The following experiment presents an execution with the Sam(oa)² work-sharing version. Folder scripts/calix/
contains scripts to automatically run the application by specifying most of the configuration. Additionally to execution time, it has flags for creating traces using Extrae or Intel Trace Analyzer. Detailed information on how to run, reproduce and evaluate this experiment can be found in the README file located in the root folder.
This experiment has been conducted on one compute node of the CLAIX-2018 cluster partition at RWTH Aachen University. Each node is a two-socket system featuring Intel Skylake Platinum 8160 CPUs with 24 cores running at a base frequency of 2.1 GHz. Hyper-Threading is disabled and Sub-NUMA-Clustering (SNC) is enabled. Process pinning and thread binding have been applied to ensure that each thread of the application runs on a separate physical core.
Although the application can scale to a much higher number of compute nodes, processes and threads, we chose this setup to better visualize the effects of the different versions.
For these results we simulated 60 seconds of the Tohoku tsunami in 2011, using 2 processes per node, each with 11 OpenMP threads to limit the size of the trace and to be able to show the desired effects. The domain decomposition used 16 sections per thread to yield a sufficient degree of over-decomposition.

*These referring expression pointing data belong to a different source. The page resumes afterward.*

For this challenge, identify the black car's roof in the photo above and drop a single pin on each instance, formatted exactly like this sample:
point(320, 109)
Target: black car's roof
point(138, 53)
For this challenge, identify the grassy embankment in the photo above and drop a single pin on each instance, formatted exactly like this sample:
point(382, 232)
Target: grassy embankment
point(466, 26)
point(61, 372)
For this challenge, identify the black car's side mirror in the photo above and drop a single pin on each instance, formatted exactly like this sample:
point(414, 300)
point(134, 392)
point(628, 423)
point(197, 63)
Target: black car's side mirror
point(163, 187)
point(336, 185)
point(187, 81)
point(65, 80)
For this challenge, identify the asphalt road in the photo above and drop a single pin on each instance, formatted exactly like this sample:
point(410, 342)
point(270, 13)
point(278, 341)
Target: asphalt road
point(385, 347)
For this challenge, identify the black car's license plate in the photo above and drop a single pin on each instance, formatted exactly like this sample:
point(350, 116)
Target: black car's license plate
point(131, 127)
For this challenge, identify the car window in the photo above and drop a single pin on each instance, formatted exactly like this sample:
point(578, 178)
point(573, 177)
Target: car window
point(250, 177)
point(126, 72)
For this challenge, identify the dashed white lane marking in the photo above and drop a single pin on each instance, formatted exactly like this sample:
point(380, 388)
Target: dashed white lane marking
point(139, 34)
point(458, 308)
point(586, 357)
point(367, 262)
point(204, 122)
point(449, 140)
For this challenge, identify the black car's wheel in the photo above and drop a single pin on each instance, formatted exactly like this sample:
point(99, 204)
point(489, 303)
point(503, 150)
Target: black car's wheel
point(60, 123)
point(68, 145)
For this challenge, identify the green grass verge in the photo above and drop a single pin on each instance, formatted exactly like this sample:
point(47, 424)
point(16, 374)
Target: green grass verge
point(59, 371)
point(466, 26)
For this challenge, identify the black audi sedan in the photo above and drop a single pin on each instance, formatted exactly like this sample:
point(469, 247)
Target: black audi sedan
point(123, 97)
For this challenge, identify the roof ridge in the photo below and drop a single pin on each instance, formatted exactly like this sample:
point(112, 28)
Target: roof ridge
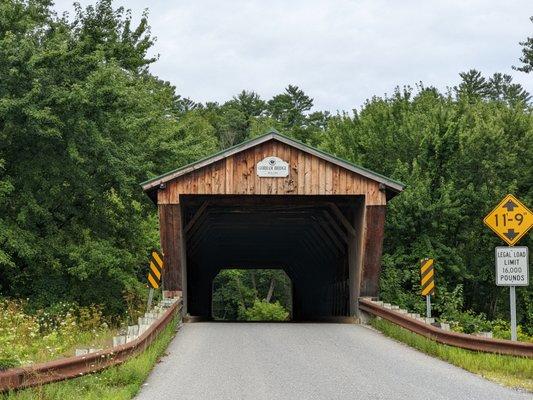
point(270, 134)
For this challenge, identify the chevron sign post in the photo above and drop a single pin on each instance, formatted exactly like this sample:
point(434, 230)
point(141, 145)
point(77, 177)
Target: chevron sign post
point(427, 281)
point(511, 220)
point(154, 274)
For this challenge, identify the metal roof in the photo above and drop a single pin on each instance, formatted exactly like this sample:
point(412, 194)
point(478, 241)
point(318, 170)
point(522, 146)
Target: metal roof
point(152, 183)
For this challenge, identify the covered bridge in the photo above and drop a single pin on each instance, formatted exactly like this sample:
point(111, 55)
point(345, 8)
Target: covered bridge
point(273, 202)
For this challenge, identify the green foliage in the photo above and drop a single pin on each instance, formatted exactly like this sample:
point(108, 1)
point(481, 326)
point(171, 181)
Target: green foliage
point(255, 294)
point(459, 154)
point(82, 122)
point(508, 370)
point(261, 310)
point(122, 382)
point(527, 55)
point(42, 335)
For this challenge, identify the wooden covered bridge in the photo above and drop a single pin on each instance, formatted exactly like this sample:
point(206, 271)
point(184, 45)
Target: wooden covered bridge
point(272, 202)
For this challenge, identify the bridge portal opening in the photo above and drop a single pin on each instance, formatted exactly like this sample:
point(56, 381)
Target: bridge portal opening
point(313, 238)
point(252, 295)
point(273, 201)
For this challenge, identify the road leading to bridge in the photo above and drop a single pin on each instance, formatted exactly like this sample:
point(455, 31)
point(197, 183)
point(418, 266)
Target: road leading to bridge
point(211, 361)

The following trace shows 3 time steps of the main time stepping loop for the work-sharing version, that does fixed assignment of sections to threads, similar to an OpenMP static schedule.
Trace (work-sharing) |
As shown, there are load imbalances observable between threads in each process as well as between processes, as the time to traverse a section might vary and the assignment of sections to processes and threads is static in this version.